Handicap et école : le TA de Nancy sanctionne l’inaction de l’Éducation nationale
Le 8 septembre 2025, le juge des référés du tribunal administratif de Nancy a enjoint au recteur de l’académie de Nancy-Metz d’affecter, dans un délai de huit jours, un accompagnant d’élève en situation de handicap (AESH) individuel et à temps complet à un élève de CM2 atteint d’un trouble du spectre autistique.
Les parents avaient saisi le juge en urgence (art. L. 521-2 du code de justice administrative) après l’absence de décision de la MDPH de Moselle et l’absence de mise en place d’un accompagnement adapté à la rentrée scolaire.
TA Strasbourg, 10 sept. 2025, n° 2507373 – Lire en ligne
Les arguments des parents d’élèves :
M. et Mme D faisaient valoir que leur fils, souffrant d’un trouble du spectre autistique associé à d’autres difficultés (dyspraxie, troubles de l’attention et de l’anxiété), ne pouvait suivre une scolarité normale sans un AESH individuel à temps plein.

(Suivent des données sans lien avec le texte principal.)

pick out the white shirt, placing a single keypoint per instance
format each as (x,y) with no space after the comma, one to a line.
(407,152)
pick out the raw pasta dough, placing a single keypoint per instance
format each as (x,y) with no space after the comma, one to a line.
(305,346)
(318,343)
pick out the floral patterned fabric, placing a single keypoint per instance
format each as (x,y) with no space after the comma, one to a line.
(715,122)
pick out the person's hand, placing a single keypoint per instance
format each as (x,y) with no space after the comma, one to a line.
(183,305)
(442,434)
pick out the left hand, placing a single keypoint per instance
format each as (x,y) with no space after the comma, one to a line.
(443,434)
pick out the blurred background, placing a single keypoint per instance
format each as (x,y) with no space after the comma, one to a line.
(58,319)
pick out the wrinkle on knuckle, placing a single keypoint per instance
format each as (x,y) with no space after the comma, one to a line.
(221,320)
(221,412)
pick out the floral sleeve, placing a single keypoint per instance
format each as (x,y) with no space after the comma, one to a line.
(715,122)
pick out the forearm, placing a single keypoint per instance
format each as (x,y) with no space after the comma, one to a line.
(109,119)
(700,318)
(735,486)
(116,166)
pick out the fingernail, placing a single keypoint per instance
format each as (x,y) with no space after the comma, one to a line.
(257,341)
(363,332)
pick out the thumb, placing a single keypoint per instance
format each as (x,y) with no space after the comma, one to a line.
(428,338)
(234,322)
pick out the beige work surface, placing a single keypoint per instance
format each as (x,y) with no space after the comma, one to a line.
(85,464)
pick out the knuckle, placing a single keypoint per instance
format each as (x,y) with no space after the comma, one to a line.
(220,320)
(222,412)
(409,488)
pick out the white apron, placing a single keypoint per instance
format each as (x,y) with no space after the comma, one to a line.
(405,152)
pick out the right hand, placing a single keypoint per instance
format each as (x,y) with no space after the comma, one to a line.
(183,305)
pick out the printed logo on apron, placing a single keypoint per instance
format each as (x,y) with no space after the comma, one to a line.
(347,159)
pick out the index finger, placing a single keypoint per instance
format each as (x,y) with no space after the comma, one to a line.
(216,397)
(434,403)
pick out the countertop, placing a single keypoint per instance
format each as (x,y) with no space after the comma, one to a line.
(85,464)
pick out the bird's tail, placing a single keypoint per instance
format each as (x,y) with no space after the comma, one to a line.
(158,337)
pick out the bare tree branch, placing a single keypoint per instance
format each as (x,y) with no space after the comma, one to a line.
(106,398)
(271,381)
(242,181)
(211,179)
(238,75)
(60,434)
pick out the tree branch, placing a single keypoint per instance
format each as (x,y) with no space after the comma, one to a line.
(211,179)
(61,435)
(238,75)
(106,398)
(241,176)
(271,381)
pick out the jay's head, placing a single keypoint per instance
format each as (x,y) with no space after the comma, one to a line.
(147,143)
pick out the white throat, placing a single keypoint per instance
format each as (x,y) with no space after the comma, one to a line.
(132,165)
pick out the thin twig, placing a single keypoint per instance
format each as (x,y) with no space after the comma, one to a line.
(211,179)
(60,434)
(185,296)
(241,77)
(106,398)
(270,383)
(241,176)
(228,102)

Ils rappelaient que l’enfant bénéficiait déjà d’un tel accompagnement depuis 2022 et que son état de santé n’avait pas évolué favorablement. Faute de soutien adapté, il risquait une déscolarisation partielle et une aggravation de ses troubles.
L’analyse du tribunal :
- Sur la compétence : les conclusions dirigées contre la MDPH de Moselle ont été écartées, les litiges relatifs aux décisions (ou carences) de la CDAPH relevant du juge judiciaire. En revanche, la responsabilité du service public de l’éducation pouvait être engagée.

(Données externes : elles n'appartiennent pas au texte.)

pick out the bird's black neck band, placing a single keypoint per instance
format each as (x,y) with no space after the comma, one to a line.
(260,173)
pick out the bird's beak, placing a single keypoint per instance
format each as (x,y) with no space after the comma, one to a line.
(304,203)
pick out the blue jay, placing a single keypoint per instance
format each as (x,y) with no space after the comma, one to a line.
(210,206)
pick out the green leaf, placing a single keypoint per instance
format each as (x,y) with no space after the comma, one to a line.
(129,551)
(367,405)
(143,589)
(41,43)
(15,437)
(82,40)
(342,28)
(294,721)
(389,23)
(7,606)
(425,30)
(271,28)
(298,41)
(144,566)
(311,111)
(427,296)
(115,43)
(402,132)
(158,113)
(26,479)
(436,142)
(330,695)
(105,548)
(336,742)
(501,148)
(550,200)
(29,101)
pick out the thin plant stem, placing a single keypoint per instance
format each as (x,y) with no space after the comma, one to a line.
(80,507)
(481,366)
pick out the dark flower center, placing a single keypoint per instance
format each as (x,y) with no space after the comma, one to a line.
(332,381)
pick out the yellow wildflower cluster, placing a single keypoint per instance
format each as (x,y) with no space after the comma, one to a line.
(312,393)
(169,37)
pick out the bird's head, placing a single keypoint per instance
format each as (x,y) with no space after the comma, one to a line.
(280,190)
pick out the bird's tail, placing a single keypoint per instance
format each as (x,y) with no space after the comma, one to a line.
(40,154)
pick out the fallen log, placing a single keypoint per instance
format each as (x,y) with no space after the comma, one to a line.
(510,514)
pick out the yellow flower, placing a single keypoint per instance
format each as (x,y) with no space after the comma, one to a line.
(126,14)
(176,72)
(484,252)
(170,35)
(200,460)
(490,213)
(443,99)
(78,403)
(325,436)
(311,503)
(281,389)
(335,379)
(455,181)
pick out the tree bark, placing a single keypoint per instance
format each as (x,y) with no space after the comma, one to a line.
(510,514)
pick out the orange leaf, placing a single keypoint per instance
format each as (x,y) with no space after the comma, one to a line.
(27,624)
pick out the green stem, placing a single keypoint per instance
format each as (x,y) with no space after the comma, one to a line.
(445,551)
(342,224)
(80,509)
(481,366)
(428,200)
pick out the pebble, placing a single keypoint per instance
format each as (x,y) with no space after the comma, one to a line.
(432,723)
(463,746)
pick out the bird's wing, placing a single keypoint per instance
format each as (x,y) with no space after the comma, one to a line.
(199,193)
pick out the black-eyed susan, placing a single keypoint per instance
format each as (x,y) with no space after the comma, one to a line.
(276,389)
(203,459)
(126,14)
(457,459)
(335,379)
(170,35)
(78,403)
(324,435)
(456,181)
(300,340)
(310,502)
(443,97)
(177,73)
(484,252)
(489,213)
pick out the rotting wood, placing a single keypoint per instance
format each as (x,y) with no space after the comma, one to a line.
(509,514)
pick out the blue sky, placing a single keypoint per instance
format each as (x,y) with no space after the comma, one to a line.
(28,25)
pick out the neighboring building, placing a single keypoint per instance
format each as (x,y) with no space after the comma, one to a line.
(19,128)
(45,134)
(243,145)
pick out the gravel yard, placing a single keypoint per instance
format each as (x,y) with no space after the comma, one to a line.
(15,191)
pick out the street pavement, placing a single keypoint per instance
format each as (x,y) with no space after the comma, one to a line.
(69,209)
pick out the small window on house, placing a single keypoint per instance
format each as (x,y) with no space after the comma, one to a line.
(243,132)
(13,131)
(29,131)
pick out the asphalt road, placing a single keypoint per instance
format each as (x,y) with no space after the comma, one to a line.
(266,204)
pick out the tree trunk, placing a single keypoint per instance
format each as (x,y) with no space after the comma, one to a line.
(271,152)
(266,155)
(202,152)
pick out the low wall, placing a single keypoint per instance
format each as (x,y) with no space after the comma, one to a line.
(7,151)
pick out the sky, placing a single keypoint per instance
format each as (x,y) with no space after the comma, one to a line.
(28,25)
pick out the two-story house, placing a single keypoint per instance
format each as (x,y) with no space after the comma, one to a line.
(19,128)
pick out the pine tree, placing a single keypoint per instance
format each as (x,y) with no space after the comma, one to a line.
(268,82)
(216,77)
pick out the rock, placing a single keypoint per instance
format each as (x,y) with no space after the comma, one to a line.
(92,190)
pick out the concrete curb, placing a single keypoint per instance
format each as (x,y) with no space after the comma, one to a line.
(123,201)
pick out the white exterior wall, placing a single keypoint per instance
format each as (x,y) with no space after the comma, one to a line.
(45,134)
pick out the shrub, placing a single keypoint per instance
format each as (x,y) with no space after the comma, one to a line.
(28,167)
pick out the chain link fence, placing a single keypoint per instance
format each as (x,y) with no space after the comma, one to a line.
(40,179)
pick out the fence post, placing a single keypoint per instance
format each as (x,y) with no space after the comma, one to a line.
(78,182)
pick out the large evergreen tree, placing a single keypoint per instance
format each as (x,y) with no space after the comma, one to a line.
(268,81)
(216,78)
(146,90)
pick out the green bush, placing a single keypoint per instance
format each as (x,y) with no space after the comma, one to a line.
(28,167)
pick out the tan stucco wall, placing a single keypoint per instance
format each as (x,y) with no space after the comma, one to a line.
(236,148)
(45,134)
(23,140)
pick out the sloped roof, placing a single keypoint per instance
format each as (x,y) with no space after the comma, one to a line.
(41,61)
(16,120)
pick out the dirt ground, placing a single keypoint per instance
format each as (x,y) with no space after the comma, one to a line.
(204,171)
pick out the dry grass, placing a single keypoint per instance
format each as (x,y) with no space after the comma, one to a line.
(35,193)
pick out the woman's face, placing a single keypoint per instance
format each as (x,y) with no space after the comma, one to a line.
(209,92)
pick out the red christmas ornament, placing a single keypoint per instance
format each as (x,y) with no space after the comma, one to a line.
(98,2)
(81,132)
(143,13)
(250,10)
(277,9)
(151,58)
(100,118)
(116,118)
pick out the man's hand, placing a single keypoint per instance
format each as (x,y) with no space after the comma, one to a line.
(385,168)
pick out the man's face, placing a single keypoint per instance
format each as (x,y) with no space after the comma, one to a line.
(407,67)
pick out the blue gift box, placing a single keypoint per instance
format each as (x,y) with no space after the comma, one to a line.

- Sur l’urgence : les certificats médicaux produits établissaient le risque d’une déscolarisation rapide et de conséquences durables pour l’enfant. L’urgence était donc caractérisée.
- Sur la liberté fondamentale : le juge rappelle que l’égal accès à l’instruction, garanti par la Constitution et la CEDH, constitue une liberté fondamentale. En l’espèce, l’absence d’AESH individuel équivalait à une privation d’accès à une scolarisation adaptée, caractérisant une atteinte grave et manifestement illégale.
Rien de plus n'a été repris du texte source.